Provide information the AI needs but might not have:

## Context

This project uses Prisma for database access. The existing `prisma/schema.prisma`
file contains the Post and Comment models. User will be referenced by these
models via foreign keys.

Authentication uses JWT tokens. The password_hash field will store bcrypt hashes
(cost factor 12). The email field must be unique and will be used as the login
identifier.

Good context includes:

• Relevant technology/framework information
• Relationship to existing code
• Design decisions from the parent flight
• Constraints that affect implementation

Inputs and Outputs

Be explicit about state before and after:

## Inputs
- Prisma schema at `prisma/schema.prisma` with Post and Comment models
- No existing User model or authentication

## Outputs
- User model added to Prisma schema
- Migration file generated
- Migration applied to development database

Inputs help the AI understand starting conditions.
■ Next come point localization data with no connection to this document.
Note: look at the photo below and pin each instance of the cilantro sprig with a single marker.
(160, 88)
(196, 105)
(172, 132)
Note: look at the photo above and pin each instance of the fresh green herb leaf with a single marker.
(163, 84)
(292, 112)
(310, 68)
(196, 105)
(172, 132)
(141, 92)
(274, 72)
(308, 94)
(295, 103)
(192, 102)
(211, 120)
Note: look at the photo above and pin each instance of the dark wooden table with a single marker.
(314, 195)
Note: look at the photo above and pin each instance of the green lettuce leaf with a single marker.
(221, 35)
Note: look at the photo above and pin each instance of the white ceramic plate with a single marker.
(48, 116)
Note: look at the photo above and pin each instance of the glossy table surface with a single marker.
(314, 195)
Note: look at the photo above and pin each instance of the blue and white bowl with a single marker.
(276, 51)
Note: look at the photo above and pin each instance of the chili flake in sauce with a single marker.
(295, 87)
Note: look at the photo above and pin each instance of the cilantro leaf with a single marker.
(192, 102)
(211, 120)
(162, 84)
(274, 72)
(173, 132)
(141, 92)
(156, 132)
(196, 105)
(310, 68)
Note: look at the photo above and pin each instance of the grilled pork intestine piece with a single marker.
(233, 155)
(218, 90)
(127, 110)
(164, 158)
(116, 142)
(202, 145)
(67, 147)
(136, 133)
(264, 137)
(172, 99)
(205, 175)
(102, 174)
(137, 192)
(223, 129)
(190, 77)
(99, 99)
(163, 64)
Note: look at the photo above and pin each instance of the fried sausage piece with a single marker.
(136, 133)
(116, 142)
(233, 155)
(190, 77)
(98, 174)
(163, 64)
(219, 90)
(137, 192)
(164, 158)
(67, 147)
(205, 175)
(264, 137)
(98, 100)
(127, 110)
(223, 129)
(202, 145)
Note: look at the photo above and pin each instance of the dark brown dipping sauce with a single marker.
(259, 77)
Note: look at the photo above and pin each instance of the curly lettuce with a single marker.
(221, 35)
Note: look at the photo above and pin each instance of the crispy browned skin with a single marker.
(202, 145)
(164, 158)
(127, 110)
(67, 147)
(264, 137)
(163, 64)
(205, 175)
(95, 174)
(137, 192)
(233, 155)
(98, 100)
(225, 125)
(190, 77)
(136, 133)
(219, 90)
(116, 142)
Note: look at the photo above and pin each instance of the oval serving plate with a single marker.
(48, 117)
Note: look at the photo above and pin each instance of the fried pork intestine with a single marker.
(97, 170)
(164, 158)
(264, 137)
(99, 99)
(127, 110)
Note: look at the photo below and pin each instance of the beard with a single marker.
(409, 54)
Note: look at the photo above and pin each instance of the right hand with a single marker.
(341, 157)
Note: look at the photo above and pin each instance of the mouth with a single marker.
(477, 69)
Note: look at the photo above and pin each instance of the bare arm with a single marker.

Outputs define the expected end state.

Acceptance Criteria

Define exactly what "done" means:

## Acceptance Criteria
- [ ] User model exists in `prisma/schema.prisma`
- [ ] User model has fields: id, email, password_hash, created_at, updated_at
- [ ] email field has `@unique` attribute
- [ ] Migration file exists in `prisma/migrations/`
- [ ] `npx prisma migrate status` shows no pending migrations
- [ ] TypeScript types generated (`npx prisma generate` succeeds)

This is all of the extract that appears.